And in the shuddering silence with which the girls received this assurance there was evidence enough that they understood vaguely that they had escaped some great danger.
In the meantime the two gentlemen who had got out of the waiting cab in time to witness the arrest of Mr. Candover’s three friends, had followed the two girls into the house and up the stairs, and had been received by Gerard and his cousins, who, standing back for the young girls to go up with Audrey, came forward again, to greet the gentlemen with intense astonishment.
“My father! By Jove!” cried Geoffrey, as Lord Clanfield came up, looking about him uneasily, as if he expected trap-doors to fly open under his feet and secret panels to slide back on each side of him.
“And Mr. Masson!” exclaimed Gerard, as he recognised, in the gentleman who was following close at his uncle’s heels, the solicitor whom Audrey had reported as having received her narrative so coldly.
The two gentlemen had by this time reached the little landing upon which opened the small room where so many exciting interviews had taken place that morning.
Lord Clanfield looked from his nephew to his sons.
“So you’ve been mixing yourselves up in this business!
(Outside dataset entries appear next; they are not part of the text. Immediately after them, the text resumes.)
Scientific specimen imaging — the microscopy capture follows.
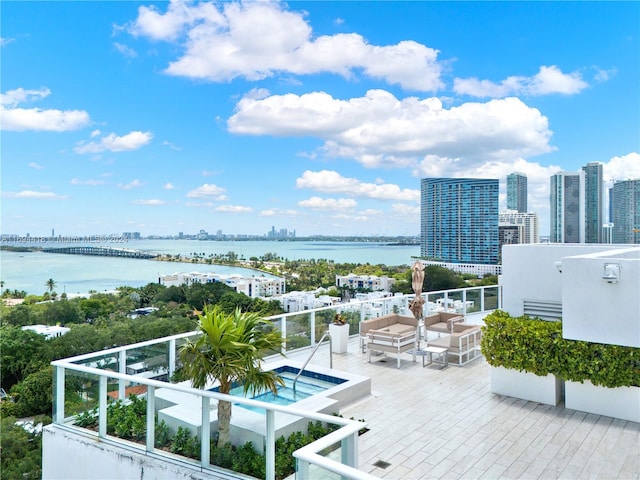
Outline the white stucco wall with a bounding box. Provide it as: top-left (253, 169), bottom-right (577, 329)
top-left (499, 243), bottom-right (612, 317)
top-left (500, 244), bottom-right (640, 347)
top-left (562, 248), bottom-right (640, 347)
top-left (42, 424), bottom-right (236, 480)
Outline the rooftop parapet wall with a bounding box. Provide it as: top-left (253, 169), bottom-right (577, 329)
top-left (499, 243), bottom-right (640, 320)
top-left (561, 247), bottom-right (640, 347)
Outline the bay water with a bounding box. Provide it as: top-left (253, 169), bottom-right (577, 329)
top-left (0, 239), bottom-right (420, 295)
What mischief will you be up to next?” he asked, addressing Edgar, and speaking in a voice which betrayed the agitation which he felt at the unpleasant affair in which he was being forced to take part.
“Well, it’s more surprising still to find you mixed up in it!” retorted Geoffrey from behind his brother. “When there’s a scrape to be got into, you expect to see us on in that scene. And for once we’ve not been so much getting into a scrape ourselves as helping Gerard out of one.”
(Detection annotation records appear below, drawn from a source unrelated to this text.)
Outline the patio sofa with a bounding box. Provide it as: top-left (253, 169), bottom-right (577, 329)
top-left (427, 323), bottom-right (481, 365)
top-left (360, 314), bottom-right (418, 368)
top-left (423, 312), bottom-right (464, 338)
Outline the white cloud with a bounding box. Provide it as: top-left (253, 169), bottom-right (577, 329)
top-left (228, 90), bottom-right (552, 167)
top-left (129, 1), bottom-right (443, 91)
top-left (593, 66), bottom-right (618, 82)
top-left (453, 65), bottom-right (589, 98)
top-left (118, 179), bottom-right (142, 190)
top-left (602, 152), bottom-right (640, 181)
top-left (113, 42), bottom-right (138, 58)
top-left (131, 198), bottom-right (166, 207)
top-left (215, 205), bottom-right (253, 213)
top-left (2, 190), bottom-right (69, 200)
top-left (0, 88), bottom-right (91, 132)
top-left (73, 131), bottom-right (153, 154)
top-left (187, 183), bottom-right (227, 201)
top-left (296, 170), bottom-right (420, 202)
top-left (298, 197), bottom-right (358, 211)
“Indeed! And what has been your share?” asked his father incredulously.
“Well, I knocked that Candover down when he was going to shoot Gerard,” replied Geoffrey coolly.
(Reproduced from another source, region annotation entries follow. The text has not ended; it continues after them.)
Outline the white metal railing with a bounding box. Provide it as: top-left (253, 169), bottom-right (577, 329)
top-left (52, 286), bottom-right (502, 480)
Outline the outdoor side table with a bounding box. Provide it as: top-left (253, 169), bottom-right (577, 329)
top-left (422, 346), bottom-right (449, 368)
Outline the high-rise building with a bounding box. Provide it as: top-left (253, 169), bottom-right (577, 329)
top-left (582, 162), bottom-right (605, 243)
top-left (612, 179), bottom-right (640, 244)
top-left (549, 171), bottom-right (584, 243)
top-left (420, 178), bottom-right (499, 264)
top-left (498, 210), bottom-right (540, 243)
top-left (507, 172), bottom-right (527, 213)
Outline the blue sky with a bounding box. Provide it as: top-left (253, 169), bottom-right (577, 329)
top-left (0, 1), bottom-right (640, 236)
And he related the story of that event, while Gerard himself, having heard the news of the arrest of the confederates, stood silently by, waiting for Mr. Masson to speak.
The solicitor’s keen face wore a look which told him that he knew a good deal more than Gerard himself did about the confederacy which had just been broken up.
“I’m afraid your wife thought me very unsympathetic this morning,” said he. “But I had to guard against the chance of any betrayal of my plans. As a matter of fact, I had no sooner heard her story of last night’s pretended arrest of herself than I telephoned to Scotland Yard, and when I made her repeat the tale, she did so in the hearing of one of our cleverest detectives, whose near neighbourhood she never suspected.”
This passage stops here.